Use a regex when the value should match a pattern.

Ticket Id
[A-Z]{3}-\d{4}

This generates values such as ABC-1234.

Domain and Faker-style methods

Use a domain method for realistic generated values.

Customer Name
person.fullName

This generates names such as Alice Smith.

Comments and blank lines

You can use blank lines to make a schema easier to read.

Lines starting with # are treated as comments.

Example:

# Core workflow fields
Priority
enum("High","Medium","Low")

# User-facing status
Status
enum("Open","Closed")

Schema constraints

Schema constraints restrict which combinations of values are allowed.

The currently supported constraint form is:

IF predicate THEN predicate

You can terminate a constraint with either:

  • ;
  • ENDIF

Both of these are valid:

IF [Priority] = "High" THEN [Status] = "Open";
IF [Priority] = "High" THEN [Status] = "Open" ENDIF

What constraints do

Constraints do not assign or mutate values after generation.

Instead, they define which rows are valid.
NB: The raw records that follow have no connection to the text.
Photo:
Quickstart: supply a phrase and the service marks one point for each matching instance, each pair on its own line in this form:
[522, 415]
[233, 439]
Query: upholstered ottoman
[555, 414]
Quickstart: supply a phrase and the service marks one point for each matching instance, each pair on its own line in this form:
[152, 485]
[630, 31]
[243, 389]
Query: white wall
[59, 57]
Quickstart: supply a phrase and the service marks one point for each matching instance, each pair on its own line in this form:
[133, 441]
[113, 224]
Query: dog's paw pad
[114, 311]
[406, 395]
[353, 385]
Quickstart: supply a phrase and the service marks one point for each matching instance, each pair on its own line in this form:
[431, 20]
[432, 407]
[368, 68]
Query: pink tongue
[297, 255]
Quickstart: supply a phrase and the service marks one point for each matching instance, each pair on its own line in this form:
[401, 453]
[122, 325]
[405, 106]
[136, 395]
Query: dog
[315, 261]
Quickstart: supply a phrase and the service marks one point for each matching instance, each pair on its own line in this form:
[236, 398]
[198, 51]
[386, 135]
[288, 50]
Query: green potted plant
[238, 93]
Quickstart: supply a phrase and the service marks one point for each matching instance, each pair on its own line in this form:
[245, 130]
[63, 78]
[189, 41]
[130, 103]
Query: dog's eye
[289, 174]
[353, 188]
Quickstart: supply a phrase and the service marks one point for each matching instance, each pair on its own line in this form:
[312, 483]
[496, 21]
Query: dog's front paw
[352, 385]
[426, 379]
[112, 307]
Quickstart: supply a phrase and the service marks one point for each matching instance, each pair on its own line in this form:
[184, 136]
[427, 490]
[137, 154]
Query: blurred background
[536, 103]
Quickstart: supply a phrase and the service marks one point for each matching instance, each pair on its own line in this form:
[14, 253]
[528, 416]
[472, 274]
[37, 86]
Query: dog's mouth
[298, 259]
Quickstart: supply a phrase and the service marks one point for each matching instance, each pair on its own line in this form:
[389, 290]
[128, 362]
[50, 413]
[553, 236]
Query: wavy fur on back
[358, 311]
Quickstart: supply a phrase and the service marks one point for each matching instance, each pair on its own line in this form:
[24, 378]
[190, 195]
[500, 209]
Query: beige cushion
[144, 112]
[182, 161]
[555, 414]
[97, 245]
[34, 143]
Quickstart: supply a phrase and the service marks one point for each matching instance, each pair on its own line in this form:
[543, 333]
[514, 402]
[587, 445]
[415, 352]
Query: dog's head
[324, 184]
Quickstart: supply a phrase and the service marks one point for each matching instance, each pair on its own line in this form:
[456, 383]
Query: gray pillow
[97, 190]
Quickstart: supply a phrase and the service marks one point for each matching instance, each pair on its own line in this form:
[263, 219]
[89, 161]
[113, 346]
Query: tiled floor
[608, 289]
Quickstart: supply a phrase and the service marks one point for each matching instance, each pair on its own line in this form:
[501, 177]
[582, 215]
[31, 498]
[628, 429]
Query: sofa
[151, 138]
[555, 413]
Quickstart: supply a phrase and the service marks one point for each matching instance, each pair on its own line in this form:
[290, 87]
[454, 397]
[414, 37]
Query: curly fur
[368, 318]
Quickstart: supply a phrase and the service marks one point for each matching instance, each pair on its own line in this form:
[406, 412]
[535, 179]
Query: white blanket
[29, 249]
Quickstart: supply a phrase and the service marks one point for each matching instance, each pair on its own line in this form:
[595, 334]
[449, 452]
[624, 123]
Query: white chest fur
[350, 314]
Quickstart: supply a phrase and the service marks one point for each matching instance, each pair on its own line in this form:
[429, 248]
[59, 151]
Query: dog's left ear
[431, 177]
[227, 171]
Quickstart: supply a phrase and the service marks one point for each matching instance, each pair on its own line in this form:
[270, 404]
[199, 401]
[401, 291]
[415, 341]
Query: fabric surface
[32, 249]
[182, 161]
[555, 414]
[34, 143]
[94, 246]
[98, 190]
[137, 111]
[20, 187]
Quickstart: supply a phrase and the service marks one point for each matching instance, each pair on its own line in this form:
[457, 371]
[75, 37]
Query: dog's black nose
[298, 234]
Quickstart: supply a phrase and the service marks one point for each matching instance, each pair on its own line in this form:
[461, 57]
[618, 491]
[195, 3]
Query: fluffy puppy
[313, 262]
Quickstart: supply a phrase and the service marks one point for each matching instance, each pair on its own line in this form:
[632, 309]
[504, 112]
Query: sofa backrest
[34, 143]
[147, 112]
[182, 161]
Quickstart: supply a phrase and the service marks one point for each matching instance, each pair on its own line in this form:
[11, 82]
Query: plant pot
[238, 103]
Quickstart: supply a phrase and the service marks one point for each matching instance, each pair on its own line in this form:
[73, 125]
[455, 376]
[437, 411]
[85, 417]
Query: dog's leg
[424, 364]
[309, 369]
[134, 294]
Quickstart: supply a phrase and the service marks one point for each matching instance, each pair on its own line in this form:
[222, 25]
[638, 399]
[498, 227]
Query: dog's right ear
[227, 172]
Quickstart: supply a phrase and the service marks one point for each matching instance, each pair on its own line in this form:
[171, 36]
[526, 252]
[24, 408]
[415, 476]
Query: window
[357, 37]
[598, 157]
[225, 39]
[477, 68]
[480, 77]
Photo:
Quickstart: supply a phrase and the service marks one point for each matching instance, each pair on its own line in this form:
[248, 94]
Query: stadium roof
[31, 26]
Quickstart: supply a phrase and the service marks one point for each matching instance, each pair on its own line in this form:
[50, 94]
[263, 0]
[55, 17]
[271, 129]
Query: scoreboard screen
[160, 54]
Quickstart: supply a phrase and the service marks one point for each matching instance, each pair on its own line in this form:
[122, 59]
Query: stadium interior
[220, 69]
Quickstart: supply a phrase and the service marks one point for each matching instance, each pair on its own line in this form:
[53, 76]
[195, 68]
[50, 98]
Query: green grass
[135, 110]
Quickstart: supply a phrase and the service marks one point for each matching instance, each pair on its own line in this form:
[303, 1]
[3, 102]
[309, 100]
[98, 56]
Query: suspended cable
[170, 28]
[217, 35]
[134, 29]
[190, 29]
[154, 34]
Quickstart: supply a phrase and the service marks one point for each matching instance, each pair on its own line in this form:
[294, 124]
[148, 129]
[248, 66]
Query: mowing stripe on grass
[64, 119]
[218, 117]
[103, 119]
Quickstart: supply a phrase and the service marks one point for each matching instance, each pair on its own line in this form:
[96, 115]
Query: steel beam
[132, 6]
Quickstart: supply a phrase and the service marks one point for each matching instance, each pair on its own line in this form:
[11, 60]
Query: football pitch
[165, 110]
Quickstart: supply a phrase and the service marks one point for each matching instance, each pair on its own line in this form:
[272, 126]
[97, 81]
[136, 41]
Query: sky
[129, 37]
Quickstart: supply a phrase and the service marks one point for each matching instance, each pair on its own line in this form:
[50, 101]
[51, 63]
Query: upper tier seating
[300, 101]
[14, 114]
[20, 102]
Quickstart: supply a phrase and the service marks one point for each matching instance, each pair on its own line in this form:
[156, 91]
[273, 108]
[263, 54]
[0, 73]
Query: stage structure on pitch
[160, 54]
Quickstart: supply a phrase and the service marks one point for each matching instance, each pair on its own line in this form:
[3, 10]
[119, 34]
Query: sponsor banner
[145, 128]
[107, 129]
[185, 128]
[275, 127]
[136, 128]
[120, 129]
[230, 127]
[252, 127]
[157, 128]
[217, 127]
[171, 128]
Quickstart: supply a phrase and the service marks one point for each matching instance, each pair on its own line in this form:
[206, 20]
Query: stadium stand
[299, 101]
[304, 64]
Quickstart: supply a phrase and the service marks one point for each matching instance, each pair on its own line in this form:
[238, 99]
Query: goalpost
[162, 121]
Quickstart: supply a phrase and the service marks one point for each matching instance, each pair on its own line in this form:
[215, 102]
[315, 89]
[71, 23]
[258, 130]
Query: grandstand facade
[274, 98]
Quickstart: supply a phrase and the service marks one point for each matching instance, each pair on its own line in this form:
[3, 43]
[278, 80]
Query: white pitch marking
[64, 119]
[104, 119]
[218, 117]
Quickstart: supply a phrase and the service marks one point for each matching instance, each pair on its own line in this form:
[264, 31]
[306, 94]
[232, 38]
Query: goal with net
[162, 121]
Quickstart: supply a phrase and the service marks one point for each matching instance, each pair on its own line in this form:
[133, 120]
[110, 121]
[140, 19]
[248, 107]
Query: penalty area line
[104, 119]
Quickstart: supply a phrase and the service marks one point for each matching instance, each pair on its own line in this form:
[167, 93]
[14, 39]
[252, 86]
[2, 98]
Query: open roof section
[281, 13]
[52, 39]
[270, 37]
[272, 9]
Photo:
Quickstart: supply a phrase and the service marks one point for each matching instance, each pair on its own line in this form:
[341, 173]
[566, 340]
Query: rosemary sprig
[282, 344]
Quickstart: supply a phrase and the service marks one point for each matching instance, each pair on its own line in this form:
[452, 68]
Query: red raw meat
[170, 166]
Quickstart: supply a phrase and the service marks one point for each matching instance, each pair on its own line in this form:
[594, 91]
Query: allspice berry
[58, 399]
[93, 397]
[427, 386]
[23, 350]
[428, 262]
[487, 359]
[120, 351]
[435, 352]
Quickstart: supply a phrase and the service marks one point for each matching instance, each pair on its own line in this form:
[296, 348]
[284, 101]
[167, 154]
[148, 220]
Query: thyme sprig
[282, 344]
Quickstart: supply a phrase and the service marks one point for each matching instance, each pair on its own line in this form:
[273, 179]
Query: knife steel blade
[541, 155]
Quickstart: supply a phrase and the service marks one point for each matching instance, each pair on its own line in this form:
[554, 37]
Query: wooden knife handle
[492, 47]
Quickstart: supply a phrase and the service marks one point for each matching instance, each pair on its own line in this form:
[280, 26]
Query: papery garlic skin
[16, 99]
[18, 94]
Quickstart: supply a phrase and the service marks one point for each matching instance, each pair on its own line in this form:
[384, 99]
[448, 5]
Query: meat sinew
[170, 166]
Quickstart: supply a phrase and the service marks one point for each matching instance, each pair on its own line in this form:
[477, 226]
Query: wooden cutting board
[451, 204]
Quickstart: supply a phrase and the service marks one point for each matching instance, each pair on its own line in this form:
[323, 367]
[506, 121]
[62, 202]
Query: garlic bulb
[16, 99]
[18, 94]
The generator creates candidate rows, checks them against the constraints, and keeps only rows that satisfy all constraints.

For example:

Priority
enum("High","Low")
Status
enum("Open","Closed")

IF [Priority] = "High" THEN [Status] = "Open";

Meaning:

  • rows with Priority = High are only valid if Status = Open
  • rows with Priority = Low can have either Open or Closed

So High + Closed should never appear in generated output.

Parameter references

Inside constraints, column names must be written in square brackets:

[Priority]
[Status]
[Ticket Id]

Important:

  • use the exact schema column name
  • bracketed names are required inside constraints
  • spaces are allowed inside the brackets

Example:

IF [Ticket Status] = "Open" THEN [Resolution Code] = "";

Supported operators

Equality and comparison

Supported comparison operators are:

  • =
  • <>
  • >
  • >=
  • <
  • <=

Example:

IF [Age] >= 18 THEN [Access Level] = "Adult";

Notes:

  • use <> for "not equal"
  • != is not supported

LIKE

LIKE checks a wildcard pattern.

Supported wildcard characters are:

  • * for any number of characters
  • ? for a single character

Example:

IF [Code] LIKE "QA-*" THEN [Environment] = "Test";

Meaning:

  • if Code starts with QA-, then Environment must be Test

NOT LIKE

Example:

IF [Code] NOT LIKE "QA-*" THEN [Environment] = "Production";

Meaning:

  • if Code does not start with QA-, then Environment must be Production

IN

IN checks whether a value is one of a listed set.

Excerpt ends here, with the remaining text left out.